Documentation is live

This week I've been dealing with documentation for pyVmomi. I decided to go with the Google Python Documentation standard for this current set of docs because the Google standard is very human readable and renders reasonably well in GitHub. The docs are live on GitHub now.

However, when it comes to the most useful documentation standard for inline documentation the Sphinx standard has too many benefits to ignore. In particular if you want code completion using tools like Eclipse or IntelliJ you need to have Sphinx docs and those have to be on concrete static classes.

So, for actual inline code comments I want to enforce Sphinx's standard with type hinting. These kinds of hints are very valuable for static code analysis tools and you simply can't get that with any other standard at present.

My next set of tasks will be to build up the testing infrastructure around pyVmomi, once that is done we'll be able to leave behind the timid and slow progress stage we've been stuck in. This will have to happen sooner rather than later. The project will officially "launch" at VMworld coming up in August and we'll need to be ready for the additional attention that will bring.

Part of this week's documentation effort has been trying to find ways to present developer documentation and developer guides to make sure that new developers don't get mired down too badly. I've been years off the speakers circuit now and I think it shows.

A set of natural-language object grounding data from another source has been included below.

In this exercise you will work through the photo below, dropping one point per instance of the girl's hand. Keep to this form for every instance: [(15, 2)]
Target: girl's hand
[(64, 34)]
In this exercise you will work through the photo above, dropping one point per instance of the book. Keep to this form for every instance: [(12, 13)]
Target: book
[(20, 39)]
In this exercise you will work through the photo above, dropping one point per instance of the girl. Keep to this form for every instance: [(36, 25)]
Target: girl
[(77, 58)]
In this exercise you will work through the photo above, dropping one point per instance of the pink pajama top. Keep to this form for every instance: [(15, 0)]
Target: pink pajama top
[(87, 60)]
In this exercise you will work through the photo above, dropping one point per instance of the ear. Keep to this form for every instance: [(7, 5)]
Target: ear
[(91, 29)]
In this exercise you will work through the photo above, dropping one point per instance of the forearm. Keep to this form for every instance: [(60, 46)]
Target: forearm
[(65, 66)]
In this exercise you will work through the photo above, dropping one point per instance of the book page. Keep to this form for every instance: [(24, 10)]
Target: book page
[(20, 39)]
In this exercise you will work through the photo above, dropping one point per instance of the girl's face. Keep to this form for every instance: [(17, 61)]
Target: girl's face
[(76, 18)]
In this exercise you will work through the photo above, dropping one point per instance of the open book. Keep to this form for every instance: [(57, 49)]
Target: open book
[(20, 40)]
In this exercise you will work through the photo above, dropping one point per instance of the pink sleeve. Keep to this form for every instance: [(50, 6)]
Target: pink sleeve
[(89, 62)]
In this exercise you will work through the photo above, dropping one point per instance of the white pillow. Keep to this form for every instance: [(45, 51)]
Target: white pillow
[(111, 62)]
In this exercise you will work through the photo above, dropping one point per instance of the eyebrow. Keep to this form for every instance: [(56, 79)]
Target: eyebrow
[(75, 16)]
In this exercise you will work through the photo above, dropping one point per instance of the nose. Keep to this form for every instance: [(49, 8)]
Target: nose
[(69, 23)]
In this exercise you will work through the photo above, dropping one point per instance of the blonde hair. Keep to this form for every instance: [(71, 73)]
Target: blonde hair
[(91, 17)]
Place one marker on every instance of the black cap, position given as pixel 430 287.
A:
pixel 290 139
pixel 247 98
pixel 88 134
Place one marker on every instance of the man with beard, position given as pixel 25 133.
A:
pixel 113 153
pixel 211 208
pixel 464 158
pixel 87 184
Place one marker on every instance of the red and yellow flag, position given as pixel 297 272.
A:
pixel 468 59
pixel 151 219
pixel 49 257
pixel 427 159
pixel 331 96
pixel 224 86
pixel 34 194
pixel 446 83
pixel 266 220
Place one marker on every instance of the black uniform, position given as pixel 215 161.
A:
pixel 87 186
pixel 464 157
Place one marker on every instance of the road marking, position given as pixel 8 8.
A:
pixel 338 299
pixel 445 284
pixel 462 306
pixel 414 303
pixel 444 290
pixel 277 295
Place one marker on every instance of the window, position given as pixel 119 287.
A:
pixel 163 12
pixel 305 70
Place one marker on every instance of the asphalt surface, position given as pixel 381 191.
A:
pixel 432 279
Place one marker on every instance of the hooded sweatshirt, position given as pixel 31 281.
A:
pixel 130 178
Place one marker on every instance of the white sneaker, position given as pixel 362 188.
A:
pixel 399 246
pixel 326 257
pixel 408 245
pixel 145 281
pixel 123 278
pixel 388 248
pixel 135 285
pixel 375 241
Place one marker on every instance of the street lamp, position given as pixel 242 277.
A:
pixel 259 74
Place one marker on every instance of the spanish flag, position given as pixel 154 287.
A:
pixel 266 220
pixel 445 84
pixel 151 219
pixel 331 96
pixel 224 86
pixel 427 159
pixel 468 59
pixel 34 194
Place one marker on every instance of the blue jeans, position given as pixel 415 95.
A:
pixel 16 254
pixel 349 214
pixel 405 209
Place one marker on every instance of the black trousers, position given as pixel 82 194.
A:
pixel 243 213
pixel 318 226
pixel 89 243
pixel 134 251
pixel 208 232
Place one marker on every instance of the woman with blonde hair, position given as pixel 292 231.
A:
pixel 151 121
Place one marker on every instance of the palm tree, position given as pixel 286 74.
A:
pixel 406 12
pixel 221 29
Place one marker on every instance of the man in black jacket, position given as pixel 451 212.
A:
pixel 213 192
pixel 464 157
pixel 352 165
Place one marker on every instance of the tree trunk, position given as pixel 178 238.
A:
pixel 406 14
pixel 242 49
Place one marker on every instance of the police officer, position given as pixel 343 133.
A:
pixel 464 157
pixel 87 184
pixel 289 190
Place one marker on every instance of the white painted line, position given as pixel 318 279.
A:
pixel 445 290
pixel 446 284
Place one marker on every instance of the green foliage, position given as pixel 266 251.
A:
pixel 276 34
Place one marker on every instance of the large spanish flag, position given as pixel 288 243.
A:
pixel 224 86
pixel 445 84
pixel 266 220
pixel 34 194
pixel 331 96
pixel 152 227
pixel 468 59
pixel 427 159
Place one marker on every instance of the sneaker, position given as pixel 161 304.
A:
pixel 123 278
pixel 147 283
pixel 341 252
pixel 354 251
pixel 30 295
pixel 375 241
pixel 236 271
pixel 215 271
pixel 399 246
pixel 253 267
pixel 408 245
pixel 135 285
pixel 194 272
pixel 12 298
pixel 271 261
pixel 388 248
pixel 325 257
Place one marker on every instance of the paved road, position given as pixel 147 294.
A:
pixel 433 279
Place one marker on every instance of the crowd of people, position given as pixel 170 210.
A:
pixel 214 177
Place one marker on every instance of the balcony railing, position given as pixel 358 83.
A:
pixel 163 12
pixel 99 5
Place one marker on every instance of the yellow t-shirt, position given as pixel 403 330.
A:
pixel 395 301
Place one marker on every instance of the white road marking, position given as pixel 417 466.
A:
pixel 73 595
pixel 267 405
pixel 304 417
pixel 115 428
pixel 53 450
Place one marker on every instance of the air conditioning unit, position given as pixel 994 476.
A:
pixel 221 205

My presentation is a bit choppy but I hope you'll find it useful.



This video that I've prepared walks through the code contribution process from fork to pull request. It assumes you have a previously setup GitHub account. This is the first time I've done one of these in a good long while and I was surprised by how badly the text blurred. I may update this later.

When you submit a pull request it should only have the commits listed in it that you wrote if it doesn't then something went wrong! You'll have to start over by branching from master and cherry-picking your commits. Git has a learning curve but it's worth learning and it's worth spending time with to get things down properly.

If you have a good contribution and you're really stuck, I've already pulled and cherry-picked some key submissions from other people into my local git repos. I try to preserve the code authorship marks on the patches so that you can find your committer credits on the source repository later.

Now that we know the basics of how to contribute, I'll take some time and work on precisely what we're going to work on and when we'll release it.